А потом он услышал голос отца; на этот раз он не увидел его, но явственно услышал; голос остается в памяти навечно, лицо - не то, что запечатлено фотообъективом, а живое, - исчезает очень скоро, память хранит абрис образа, то, что тебе хочется сохранить в себе навечно, но все равно чаще всего ты видишь лишь свое представление о тех, кто тебя покинул. Отец читал стихи: <Каменщик, каменщик, в фартуке белом, что ты там строишь у всех на виду?
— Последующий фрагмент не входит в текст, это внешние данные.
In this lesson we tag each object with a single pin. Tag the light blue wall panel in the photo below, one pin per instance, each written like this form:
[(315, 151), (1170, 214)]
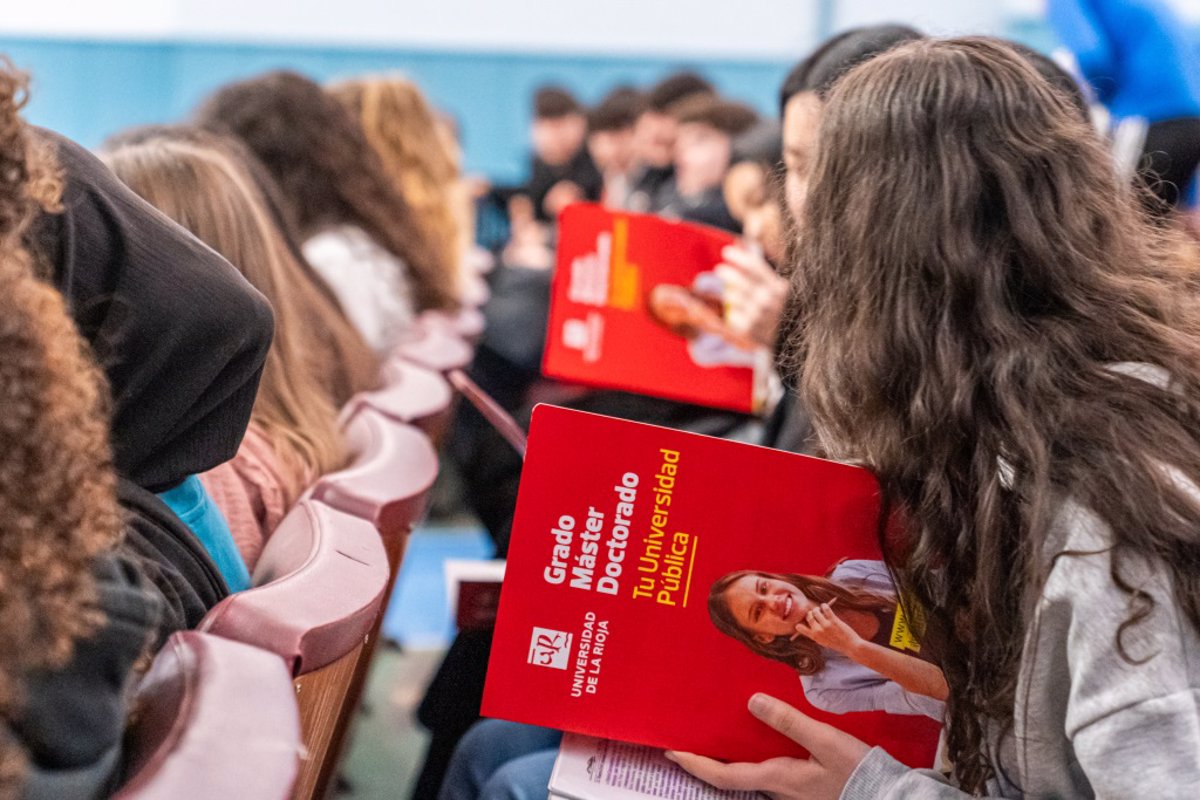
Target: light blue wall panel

Это я строю, это я строю, это я строю нашу тюрьму...>
Он ведь и пел эти стихи, вспомнил Штирлиц; слуховое воспоминание родило быстрое видение: отец и Мартов, маленькие, нахохленные, сидели на диване, а Якуб Ганецкий - на подоконнике; как же прекрасно они пели это на два голоса; отец и Мартов вели свое, а Ганецкий, со своим легким акцентом, уходил вверх, словно женщина, и даже руки на груди стискивал по-женски...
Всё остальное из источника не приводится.